Thanks for the thoughts, Chris. I've been thinking along some of
these same lines myself as to exactly how much more effective N-gram
phrases (with some arbitrarily N) would be vis a vis the Bayesian
classifier. I seem to remember some research along these lines
described at the 2005 MIT Spam Conference by Jonathan Zdziarski of
DSPAM where he talks about "Bayesian Noise Reduction" using N-gram
sized phrases as "meta-tokens" which can then be fed into some spam/ham
classifier.
Cheers,
--ted
Chris Santerre wrote:
Well....this kind of goes along the idea of "bayes
chains". You can look into which pairs/treos of bayes tokens hit the
most spam and least ham. Same goes for rules. There are some scripts
around the community to give top hitting rules, which might come in
very useful.
Once you find these magic pairs/treos, it should be
relativley easy to meta them together. Although I'm not sure how you
would do that on the bayes token side, as I think it kind of already is
handled.
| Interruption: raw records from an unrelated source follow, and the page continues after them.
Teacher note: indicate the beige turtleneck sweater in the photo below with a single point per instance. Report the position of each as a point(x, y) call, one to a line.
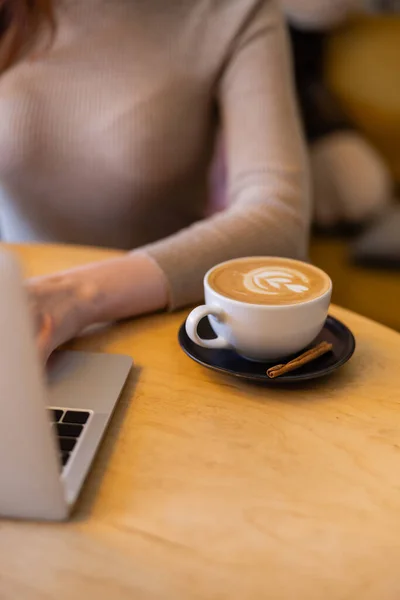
point(106, 136)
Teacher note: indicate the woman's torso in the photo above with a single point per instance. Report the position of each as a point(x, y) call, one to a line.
point(106, 138)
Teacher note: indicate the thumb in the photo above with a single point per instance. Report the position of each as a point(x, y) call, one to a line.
point(45, 335)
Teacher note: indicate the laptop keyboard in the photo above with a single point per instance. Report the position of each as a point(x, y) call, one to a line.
point(68, 426)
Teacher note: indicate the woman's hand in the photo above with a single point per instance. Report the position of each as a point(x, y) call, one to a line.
point(60, 310)
point(64, 304)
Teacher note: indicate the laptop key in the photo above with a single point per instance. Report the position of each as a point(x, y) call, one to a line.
point(56, 414)
point(64, 458)
point(66, 430)
point(67, 444)
point(79, 417)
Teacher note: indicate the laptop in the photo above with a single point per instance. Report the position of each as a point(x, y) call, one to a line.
point(51, 421)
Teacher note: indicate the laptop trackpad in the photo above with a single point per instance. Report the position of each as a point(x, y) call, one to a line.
point(86, 380)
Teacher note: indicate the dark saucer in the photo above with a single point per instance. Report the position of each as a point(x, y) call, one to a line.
point(227, 361)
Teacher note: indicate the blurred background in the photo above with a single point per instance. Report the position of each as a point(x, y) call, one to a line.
point(361, 69)
point(346, 60)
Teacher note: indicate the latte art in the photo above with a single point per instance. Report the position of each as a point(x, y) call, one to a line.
point(275, 281)
point(269, 281)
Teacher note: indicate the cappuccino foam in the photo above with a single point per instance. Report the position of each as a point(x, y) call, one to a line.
point(269, 281)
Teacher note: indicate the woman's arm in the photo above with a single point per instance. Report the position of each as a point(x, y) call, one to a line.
point(268, 186)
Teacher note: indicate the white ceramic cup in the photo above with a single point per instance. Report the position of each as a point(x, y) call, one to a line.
point(259, 332)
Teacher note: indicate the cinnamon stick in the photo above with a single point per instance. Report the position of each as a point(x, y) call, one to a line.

Its public knowledge that I dislike bayes and don't use it :)
Its a good idea, and prbly the next best step to look at.
HTH,
In this same vein of exploring concepts like
the application of boosting algorithms or using meta rulesets to
enhance the SA classification process, I've been looking for an
interesting doctoral dissertation topic in the spam domain for a some
time now and was wondering if folks in the SA community had some ideas
rolling around in the back of their minds that would lend themselves to
doctoral-level research? Perhaps some area you'd really like to explore
yourself, "if only you had the time.":-)
My program in CS is especially geared towards folks with a lot of
hands-on, real world IT experience, and so topics with an applied
research & development bent and a serious coding component are
quite OK. Any ideas, interesting leads, or useful pointers would be
much appreciated.
Thanks muchly for your thoughts.
--ted
Sidney Markowitz wrote:
Fred wrote:
There was similar work being done in the past to identify rules to be
grouped into new meta rules, this (w|c)ould achieve similar results.
http://bugzilla.spamassassin.org/show_bug.cgi?id=1363
I think I'm missing something here. Are you saying that automatically
grouping rules into meta rules that have similar classification properties
is equivalent to boosting? Or do you mean that it is another approach that
also can improve performance of weak learners?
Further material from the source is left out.